What makes this show of media bias particularly disturbing is the refusal to consider that most non-Westerners have little doubt about the true nature of Israel’s guilt in relation to the commission of this ‘crime of crimes.’ This perception has nothing to do with the fact that Israel is a Jewish state, and everything to do with the stark clarity of Israel’s formal intentions and the manifest nature of its militarist extremism that is entering its fourth month. A further damning fact is that this is the most transparent genocide in all of human history as nightly TV brings its daily occurrence before the eyes of virtually the whole world. The horror of previous genocides, including the Holocaust, has been largely disclosed after the fact, and even then these human tragedies were largely interpreted by way of abstraction and statistics, as well as through the grim tales told by survivors or in the form of reconstructions done long after the bloody realities by documentary films, investigative journalism, and scholarly inquiry.

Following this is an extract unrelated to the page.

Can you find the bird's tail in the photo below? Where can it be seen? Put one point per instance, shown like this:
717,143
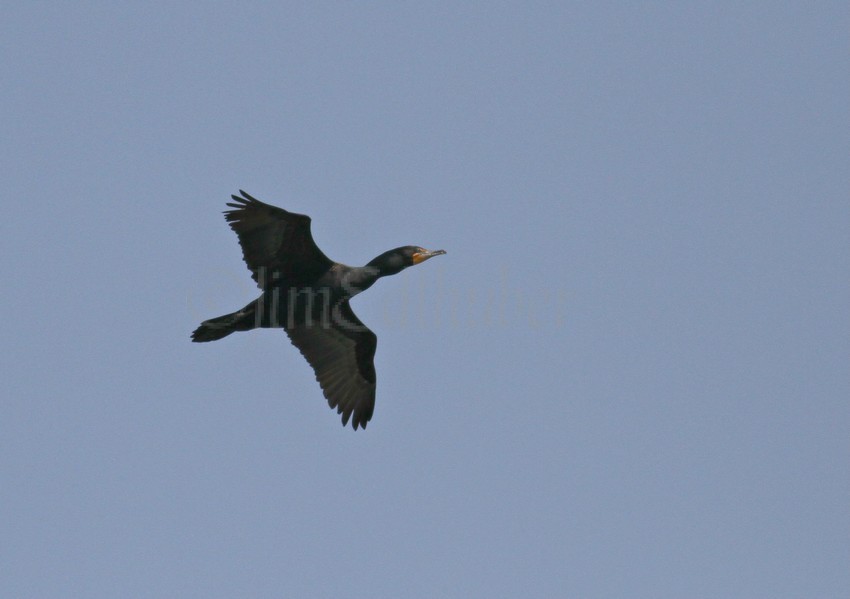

My emphasis on this single day’s selection of opinion pieces is not merely to allege NY Times bias, but to raise the tricky questions of self-censorship and media independence of deference to government policy especially in the context of war/peace issues. As shocking as I found the Stephens’ rant, more shocking was the failure of the NY Times and most national media to report on the extraordinary protest activity around the country in recent weeks, including a demonstration in Washington on Martin Luther King Day of 400,000 pro-ceasefire protesters. Surely, this such an outpouring of citizen didn’t deserve to be dismissed as not newsworthy. Especially in this era where social media reinforces the post-truth ethos of right-wing politics, the future of democracy under threat, would benefit from more responsible managerial standards on the part of the most trustworthy media, and especially with regard to controversial foreign policy, more debate, and less deference to Pentagon, State Department, and White House viewpoints.

I have no intention to make the NY Times a scapegoat. Its response to the Gaza genocide is indicative of a systemic problem with media reportage. For instance, watchers of CNN deserve more independent critical voices, and less official rationalisation from government spokespersons, or retired military officers and intelligence bureaucrats. It is dangerous enough to endure deep state manipulations from within the bureaucracies but to have such views infuse media integrity is to resign the country to an autocratic future.